The Conservative movement was long the dominant one in American Judaism,
but from 1990 to 2000 its share of the nation's Jews shrank to 33 percent
from 43 percent, according to the National Jewish Population Survey. In
that same period, the Reform movement's share jumped to 39 percent, from
35, making it the largest, while Orthodox grew to 21 percent, from 16
percent. Estimates are difficult, but there are five to six million Jews
in the United States.
Jonathan D. Sarna, a professor of American Jewish history at Brandeis
University and author of "American Judaism: A History," said, "In the
1950's when Americans believed everybody should be in the middle, the
Conservative movement was deeply in sync with a culture that privileged
the center. What happens as American society divides on a
liberal-conservative axis is that the middle is a very difficult place to
be."
Rabbi Meyers, vice president of the Rabbinical Assembly, said he worried
that any decision on homosexuality could cause Conservative Jews to
migrate to either Reform, which accepts homosexuality, or Orthodoxy, which
condemns it. But Dr. Sarna said some studies suggested that many Jews who
were more traditional began abandoning the Conservative movement more than
20 years ago, when it began ordaining women.
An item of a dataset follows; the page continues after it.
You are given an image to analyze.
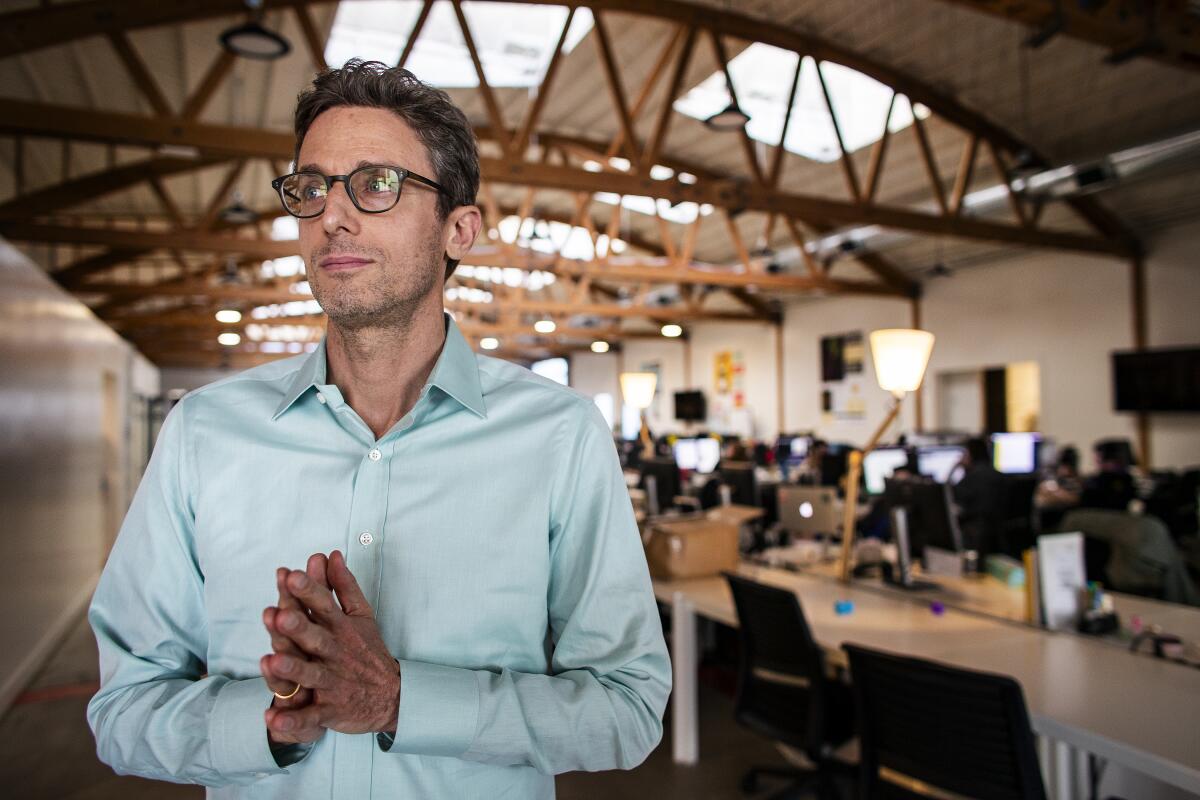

Few congregants are as preoccupied about homosexuality as are their
leaders, said Rabbi Burton L. Visotzky, a professor of Talmud and
interreligious studies at the Jewish Theological Seminary, who spends
weekends at synagogues around the country as a visiting scholar.
"There are so many laws in the Torah about sexual behavior that we choose
to ignore, so when we zero in on this one, I have to wonder what's really
behind it," Rabbi Visotzky said.
The ban on homosexuality is based on Leviticus 18:22, which says, "Do not
lie with a male as one lies with a woman; it is an abomination," and a
similar verse in Leviticus 20:13.
The law committee now has four legal opinions on the table. Although the
reasoning in each is different and complex, two opinions essentially
oppose any change to the current law disapproving of homosexuality, and
one advocates overturning the law.
A fourth, authored by Rabbi Elliot N. Dorff, rector and a professor of
philosophy at the University of Judaism in Los Angeles, argues that the
passages in Leviticus refer only to a prohibition on anal sex and that
homosexual relationships, rabbis and marriage ceremonies are permissible.
"What we're really trying to do is to maintain the authority of halacha,
but also enable gays and lesbians to have a love life sanctioned by Jewish
law and guided by Jewish law," said Rabbi Dorff, vice chairman of the law
committee.
A change in the ban on homosexuality has been staunchly opposed by the
longtime chancellor of the Jewish Theological Seminary, Rabbi Ismar
Schorsch. But Rabbi Schorsch is retiring in June after 20 years, and his
successor could greatly affect the policy. Rabbi Schorsch declined to be
interviewed for this article. Several Conservative officials said that
while Rabbi Schorsch is not a member of the law committee, he is very
involved in its deliberations on this issue.
If the law committee does not vote to change the prohibition, some rabbis
said, the issue could resurface at the Rabbinical Assembly's convention
March 19-23 in Mexico City.
Many students at the seminary say they find the gay ban offensive and
would welcome a change, said Daniel Klein, a rabbinical student who helps
lead Keshet, a gay rights group on campus. "It's part of the tradition to
change, so we're entirely within tradition," he said. Mr. Klein said that
even if the law committee did not lift the ban this week, change would
come eventually.
"Imagine what will happen 10 years from now when some of my colleagues are
on the law committee, when people from my generation are on the law
committee," he said. "It's not going to be a close vote."